Artifacts On Display

From the moment of discovery Samuel Ireland invited friends in to see his new possessions. On 20 December 1794 Sir Frederick Eden came to examine the seal on the Fraser lease. He announced that it represented a quintain, a device used in lance practice, and the conclusion was that Shakespeare had used it as a play on his own name. In February 1795 however he issued a general invitation to literary men to come to his house and examine them. The exhibition was a roaring success. Samuel Parr and Joseph Warton on hearing Samuel Ireland read the “Profession of Faith” proclaimed it superior to anything in the English liturgy. James Boswell got down on his knees to kiss the relics. Scottish antiquarian George Chalmers and educator Richard Valpy visited frequently, and editor James Boaden, author Herbert Croft, and poet-laureate Henry James Pye (among others) testified publicly to their belief in the authenticity of the papers.

One hitch developed when an alert visitor noted that a document supposedly written by the Earl of Leicester was dated 1590, whereas the nobleman had died in 1588. When Samuel Ireland confronted his son with this information, William Henry wanted to burn the document, but his father demurred.

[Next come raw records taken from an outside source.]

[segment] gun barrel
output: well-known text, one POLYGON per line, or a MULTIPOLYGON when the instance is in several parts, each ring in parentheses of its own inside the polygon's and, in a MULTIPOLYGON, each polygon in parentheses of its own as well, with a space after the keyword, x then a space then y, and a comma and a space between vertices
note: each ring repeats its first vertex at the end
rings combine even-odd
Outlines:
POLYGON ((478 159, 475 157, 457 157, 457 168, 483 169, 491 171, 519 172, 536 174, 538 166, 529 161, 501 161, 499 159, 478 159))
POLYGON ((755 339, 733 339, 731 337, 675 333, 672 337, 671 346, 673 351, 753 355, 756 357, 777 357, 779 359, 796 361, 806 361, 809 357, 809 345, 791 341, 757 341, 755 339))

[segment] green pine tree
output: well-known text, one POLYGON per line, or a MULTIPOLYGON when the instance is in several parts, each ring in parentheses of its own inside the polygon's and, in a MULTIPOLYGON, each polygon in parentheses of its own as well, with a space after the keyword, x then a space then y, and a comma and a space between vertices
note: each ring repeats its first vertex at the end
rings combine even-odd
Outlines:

He suggested that the document might have been misdated at some later time, and the two agreed to tear off the date. The item was displayed, and subsequently printed, in this mutilated form. At least two scholars, antiquary Joseph Ritson and classicist Richard Porson, correctly recognized the documents as forgeries, and editor Henry Bate Dudley started lampooning the papers as early as 17 February 1795.

As Samuel Ireland did not invite the two greatest Shakespeare scholars of the day, Edmond Malone and George Steevens, to examine the manuscripts, suspicion was aroused. As one writer noted "The publick would certainly have been gratified to know, that these extraordinary MSS. had been deemed genuine by Dr. Farmer, Messrs. Stevens or Malone; whose literary characters might have served as letters of credence." Samuel Ireland later observed that he was "of a different sentiment with regard to the sanction, which his inspection would afford them." He did however attempt to get Richard Farmer to look at the papers without success.

The exhibition, which roused much public excitement, continued for more than a year. On 17 November Ireland and his son carried the papers to St. James’s Palace, where the Duke of Clarence and Mrs. Jordan examined them, and on 30 December Ireland submitted them to the Prince of Wales at Carlton House.